Inseln im Netz
brauchst du das? Wenn du was wissen willst, brauchst du es doch bloß vom Netz abzurufen.«
»Ich weiß nicht, Kind. Ich bin soviel unterwegs - all diese Dinge sind für mich wie ein Heim.« Sie legte Kleider zusammen. »Außerdem mag ich das Netz nicht. Schon dem Kabelfernsehen konnte ich nie etwas abgewinnen.« Sie zögerte. »Dein Vater und ich stritten oft darüber. Wenn er noch lebte, würde er ein richtiger Netzkopf sein.«
Die Idee kam Laura albern vor. »Komm schon, Mutter.«
»Er haßte Unordnung, dein Vater.
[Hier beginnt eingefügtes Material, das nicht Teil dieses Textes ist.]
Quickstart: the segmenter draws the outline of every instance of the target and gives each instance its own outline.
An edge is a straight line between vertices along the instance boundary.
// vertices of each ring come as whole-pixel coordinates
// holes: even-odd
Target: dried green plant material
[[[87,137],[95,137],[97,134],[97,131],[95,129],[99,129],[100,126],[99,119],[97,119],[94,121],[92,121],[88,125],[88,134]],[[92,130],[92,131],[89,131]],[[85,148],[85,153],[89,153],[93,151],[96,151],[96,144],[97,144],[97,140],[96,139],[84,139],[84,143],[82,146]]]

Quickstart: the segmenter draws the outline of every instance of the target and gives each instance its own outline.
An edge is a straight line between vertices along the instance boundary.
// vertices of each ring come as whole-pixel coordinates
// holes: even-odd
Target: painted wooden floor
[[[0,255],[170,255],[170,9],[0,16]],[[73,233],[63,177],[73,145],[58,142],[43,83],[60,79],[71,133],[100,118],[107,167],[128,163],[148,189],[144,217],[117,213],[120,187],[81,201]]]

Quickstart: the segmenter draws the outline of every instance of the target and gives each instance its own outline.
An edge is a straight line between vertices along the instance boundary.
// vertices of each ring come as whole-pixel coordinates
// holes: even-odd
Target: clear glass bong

Schöne Dinge waren ihm gleichgültig - Lampen, Teppiche, Porzellangeschirr. Er war ein Träumer, schätzte Abstraktionen. Mir warf er vor, materialistisch zu sein.« Sie zuckte die Achseln. »Deswegen hat meine Generation immer eine schlechte Presse gehabt.«
Laura machte eine ausgreifende Armbewegung. »Aber Mutter, sieh dir bloß all diese Dinge an.«
»Laura, ich mag meine Besitztümer, und ich habe für alle bezahlt. Vielleicht schätzen die Leute Besitztümer heutzutage nicht mehr so, wie wir es vor der Jahrtausendwende taten. Wie könnten sie auch? Die Gebühren, die sie für den Gebrauch des Kommunikationsnetzes zahlen müssen, fressen ihr ganzes Geld auf. Computerspiele, Fernsehen, Videofon, Telefax - nicht zu reden von den geschäftlichen Verwendungen. Hauptsache, sie haben einen Bildschirm vor sich.« Sie zog den Reißverschluß ihrer Reisetasche zu. »Vielleicht sind die jungen Leute heutzutage nicht hinter einem Mercedes oder einem Jacuzzi her, dafür prahlen sie, wie viele Megabytes ihr Datenanschluß speichern oder verarbeiten kann.«
Laura wurde ungeduldig. »Das ist albern, Mutter. Es ist nichts daran auszusetzen, wenn einer stolz darauf ist, was er weiß. Ein Mercedes ist bloß eine Maschine. Er beweist nichts über dich als Person.«
»Die Leute, von denen ich spreche«, erwiderte ihre Mutter, »sind nicht stolz auf ihr Wissen, sondern auf die Vollkommenheit ihrer Datentechnik. Ich sage dir, es ist genau das gleiche Besitzdenken.«
Lauras Uhrtelefon piepte und enthob sie der Notwendigkeit, zu antworten; das Elektromobil war vorgefahren.
Sie half ihrer Mutter das Gepäck hinuntertragen. Sie mußten dreimal gehen. Laura wußte, daß sie auf dem Flugplatz würde warten müssen, also nahm sie Loretta in einer Sitzschlinge zum Umhängen mit.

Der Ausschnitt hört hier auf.